[open-science] Content Mining Workshop

Sun Nov 4 02:03:20 UTC 2012

It would be nice to have a list of research questions/projects that involve or could benefit from content mining. A heavy-duty example is below, but I am sure there are several research topics that could benefit from commonly available tools and techniques as well as perhaps crowd/community participation.

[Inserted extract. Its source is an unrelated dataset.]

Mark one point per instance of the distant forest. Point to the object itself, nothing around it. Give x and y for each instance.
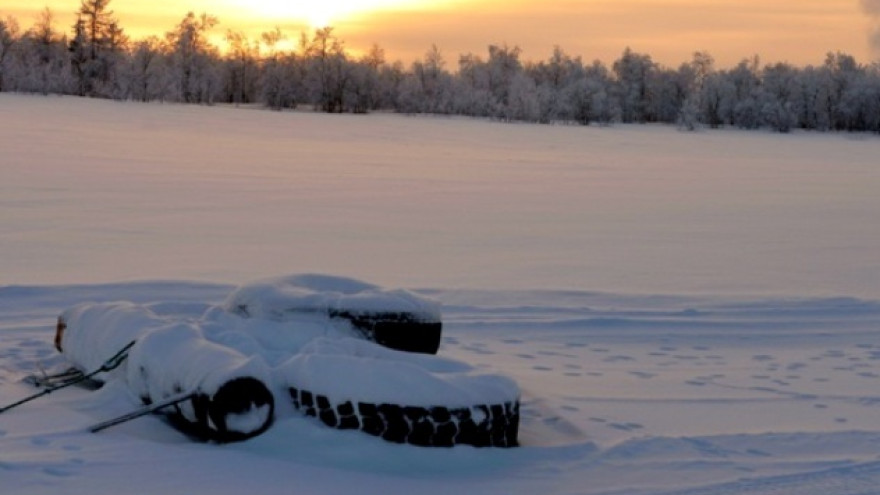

Here is an example of a content mining project some of my colleagues are working on

http://earthcube.ning.com/group/dark-geodata-concept-award/forum/topics/geodeepdive-bringing-dark-data-to-light

More info on the project at http://hazy.cs.wisc.edu/hazy/geodeepdive/

On Nov 3, 2012, at 3:21 PM, Peter Murray-Rust <pm286 at cam.ac.uk> wrote:

> More thoughts.
> 
> No one else is doing this (coordinating resources), but I feel there is a
> large hidden collection of people who want to do content-mining. They need
> a community and we are well placed to do this. The objective drivers are:
> * introductions to what is technically possible
> * overview of protocols
> * lists of existing software (crawlers, parsers, semantics, machine
> learning...)
> * lists of existing online resources (mining sites, name servers,
> geotaggers, etc.)
> * how to link results
> 
> There are some out-of-the-box solutions but many require research and
> customisation for each source / domain. It may be necessary to train
> Natural Language Processors and Machine Learning. This can strongly benefit
> from community - there are many opportunities for annotation and we should
> be exploring annottaions tools(including the OKF's).
> 
> Also this overlaps with the "lefthand end" of the School of Data and we
> should be exchanging information on a regular basis.
> 
> For myself I am currently developing a PDF2SVG toolkit (under AMI2). This
> has the goal of completely transforming all PDF to a simpler and more
> uniform representation. I am blogging this semi-regularly ,
> http://blogs.ch.cam.ac.uk/pmr. Again there is great scope for involvement
> to alpha test and this could be a useful way of people getting into the PDF
> area.
> 
> P.
> 

--
Puneet Kishor
Science and Data Policy at Creative Commons